【コミカライズ配信中】婚約破棄したお馬鹿な王子はほっといて、悪役令嬢は精霊の森で幸せになります。(連載版)
「この子、なかなか可愛い子じゃない。黒ちゃんはその子をここに連れてきて何するの?」

「なにって、俺はエルモに大事な話があるんだ。グレとチタ、二人も一緒に聞いて欲しい」

 グルから大事な話と聞き、女の子は"ハッ"と、何かに気付き、ニヤニヤしながら小さな肘でグルを突っついた。

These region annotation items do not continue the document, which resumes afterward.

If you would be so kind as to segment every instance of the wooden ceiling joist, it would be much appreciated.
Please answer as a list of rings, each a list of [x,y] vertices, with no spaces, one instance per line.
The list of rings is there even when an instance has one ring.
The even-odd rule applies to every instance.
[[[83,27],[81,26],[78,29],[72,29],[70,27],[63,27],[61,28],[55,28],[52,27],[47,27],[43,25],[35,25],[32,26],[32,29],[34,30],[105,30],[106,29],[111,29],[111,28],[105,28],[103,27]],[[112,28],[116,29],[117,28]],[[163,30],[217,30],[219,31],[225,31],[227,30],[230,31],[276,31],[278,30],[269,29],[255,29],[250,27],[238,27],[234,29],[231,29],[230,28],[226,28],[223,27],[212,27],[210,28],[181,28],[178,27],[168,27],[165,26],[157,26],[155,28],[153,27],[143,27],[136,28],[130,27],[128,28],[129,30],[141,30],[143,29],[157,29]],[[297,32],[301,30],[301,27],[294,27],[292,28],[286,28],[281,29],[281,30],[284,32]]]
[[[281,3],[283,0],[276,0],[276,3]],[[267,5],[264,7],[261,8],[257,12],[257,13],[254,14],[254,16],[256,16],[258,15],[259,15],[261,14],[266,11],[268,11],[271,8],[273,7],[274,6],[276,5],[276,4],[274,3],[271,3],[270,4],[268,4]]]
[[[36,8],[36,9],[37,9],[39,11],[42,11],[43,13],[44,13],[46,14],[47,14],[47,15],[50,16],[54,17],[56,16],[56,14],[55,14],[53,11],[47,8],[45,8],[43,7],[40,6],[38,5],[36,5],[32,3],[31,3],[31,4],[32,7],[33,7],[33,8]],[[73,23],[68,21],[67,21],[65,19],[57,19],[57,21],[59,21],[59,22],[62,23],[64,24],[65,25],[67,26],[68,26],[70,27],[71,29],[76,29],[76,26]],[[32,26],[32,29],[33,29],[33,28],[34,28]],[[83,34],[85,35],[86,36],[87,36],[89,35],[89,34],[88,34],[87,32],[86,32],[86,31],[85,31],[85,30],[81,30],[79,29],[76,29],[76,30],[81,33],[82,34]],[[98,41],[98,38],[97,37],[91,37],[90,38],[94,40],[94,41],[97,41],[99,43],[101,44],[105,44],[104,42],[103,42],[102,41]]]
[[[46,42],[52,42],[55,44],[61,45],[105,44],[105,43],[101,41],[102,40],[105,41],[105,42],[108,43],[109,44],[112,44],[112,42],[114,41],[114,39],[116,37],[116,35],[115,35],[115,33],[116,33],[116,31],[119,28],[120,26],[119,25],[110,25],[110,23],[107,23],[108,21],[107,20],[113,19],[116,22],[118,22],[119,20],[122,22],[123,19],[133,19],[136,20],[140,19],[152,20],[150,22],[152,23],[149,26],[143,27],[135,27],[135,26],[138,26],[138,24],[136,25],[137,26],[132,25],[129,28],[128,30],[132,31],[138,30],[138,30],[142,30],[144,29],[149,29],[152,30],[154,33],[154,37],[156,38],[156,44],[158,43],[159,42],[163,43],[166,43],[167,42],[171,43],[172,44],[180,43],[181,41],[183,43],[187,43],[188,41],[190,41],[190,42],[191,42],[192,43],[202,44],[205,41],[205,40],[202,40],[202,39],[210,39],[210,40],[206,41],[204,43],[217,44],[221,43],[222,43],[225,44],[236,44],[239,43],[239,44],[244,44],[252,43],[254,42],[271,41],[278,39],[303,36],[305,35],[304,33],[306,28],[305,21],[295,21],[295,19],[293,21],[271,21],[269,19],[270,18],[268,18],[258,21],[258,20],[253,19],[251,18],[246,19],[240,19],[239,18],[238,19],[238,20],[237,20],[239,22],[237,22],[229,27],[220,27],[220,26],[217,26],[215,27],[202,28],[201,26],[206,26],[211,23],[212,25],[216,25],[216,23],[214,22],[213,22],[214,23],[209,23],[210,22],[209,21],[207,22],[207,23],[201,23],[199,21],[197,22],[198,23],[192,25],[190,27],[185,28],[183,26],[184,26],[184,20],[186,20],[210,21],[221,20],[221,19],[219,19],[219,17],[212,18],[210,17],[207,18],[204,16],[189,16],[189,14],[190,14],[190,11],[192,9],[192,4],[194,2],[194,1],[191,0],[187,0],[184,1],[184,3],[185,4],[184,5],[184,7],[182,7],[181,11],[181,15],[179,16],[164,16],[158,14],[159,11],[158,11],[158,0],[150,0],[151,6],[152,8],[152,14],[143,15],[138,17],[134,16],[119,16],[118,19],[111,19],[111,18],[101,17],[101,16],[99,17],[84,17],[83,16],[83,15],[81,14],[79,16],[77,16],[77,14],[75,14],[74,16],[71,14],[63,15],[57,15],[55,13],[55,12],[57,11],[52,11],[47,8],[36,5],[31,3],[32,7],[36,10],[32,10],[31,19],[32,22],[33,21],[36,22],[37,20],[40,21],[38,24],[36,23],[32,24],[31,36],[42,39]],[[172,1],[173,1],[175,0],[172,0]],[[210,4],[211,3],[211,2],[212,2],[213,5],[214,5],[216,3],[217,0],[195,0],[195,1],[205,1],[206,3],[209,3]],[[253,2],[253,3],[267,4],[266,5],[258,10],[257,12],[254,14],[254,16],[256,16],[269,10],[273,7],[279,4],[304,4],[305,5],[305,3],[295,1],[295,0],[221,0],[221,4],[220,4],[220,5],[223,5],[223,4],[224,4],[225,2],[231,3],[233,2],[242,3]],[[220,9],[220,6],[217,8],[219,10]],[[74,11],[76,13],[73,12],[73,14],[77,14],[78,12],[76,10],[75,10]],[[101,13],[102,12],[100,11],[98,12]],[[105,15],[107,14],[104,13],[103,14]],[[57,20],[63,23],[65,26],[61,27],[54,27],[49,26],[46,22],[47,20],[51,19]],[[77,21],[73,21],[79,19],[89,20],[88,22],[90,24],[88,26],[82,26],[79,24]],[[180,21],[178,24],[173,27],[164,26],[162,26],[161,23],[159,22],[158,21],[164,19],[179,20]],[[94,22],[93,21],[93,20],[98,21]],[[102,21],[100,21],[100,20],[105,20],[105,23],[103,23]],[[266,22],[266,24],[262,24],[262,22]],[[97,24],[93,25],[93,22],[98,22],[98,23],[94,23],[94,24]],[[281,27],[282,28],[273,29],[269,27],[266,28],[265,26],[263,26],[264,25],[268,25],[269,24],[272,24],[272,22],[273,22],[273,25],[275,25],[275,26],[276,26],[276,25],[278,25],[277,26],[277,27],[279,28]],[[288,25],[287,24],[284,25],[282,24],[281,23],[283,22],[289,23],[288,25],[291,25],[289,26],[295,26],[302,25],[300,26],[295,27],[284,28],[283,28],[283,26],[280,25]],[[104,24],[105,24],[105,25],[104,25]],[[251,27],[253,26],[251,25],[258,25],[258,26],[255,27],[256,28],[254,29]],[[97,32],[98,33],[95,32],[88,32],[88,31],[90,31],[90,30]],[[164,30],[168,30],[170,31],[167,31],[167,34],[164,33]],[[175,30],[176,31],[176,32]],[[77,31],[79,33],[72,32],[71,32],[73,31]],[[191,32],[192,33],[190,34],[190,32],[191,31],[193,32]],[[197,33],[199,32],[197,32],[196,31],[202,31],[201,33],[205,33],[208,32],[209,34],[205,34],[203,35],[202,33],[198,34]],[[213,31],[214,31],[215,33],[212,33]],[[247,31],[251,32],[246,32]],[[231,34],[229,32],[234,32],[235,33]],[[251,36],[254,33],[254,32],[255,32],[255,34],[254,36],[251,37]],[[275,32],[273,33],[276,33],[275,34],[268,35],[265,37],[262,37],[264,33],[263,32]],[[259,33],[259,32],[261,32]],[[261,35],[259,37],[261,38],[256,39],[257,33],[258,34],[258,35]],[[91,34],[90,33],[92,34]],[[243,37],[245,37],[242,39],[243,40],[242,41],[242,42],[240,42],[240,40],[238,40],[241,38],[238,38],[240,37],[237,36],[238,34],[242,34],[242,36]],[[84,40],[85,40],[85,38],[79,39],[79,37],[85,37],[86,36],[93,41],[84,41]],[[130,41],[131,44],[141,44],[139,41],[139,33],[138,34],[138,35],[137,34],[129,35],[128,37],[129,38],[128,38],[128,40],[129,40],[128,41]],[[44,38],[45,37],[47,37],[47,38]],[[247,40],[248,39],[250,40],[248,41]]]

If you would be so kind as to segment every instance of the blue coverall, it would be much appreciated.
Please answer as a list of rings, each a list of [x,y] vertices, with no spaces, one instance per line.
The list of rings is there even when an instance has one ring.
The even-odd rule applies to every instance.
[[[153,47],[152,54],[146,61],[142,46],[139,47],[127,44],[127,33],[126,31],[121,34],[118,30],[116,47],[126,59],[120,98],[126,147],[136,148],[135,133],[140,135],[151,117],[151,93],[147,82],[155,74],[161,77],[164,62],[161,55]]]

「フフ、やるわね。あ、でも、黒ちゃんは闇の魔力が強過ぎるから、ここで告白しても効果ないよ~大精霊様に森の守護者として選ばれたのは白ちゃんだし。それに、このフェリチタの木はもうすぐ枯れるわ……そしたら、この木の精霊のわたちも消えてしまう」

 悲しげに呟くと、グルは首を横に振り。

「俺とグレがチタを枯れさせない! このフェリチタ木は俺の憧れだ。村のみんながこの木を好きで、木の下で好きな人に告白して、結婚式をあげていた。俺にも大切な人が出来たら――このフェリチタの木の下で、想いを伝えたいと思っていたんだ」

 グル、グレ、チタの三人は集まり、楽しそうにエルモの知らない話しで盛り上がっている――その姿を見て、エルモはあの日の二人を思い出した。  
  
 仕方がないことだけど、寂しいな。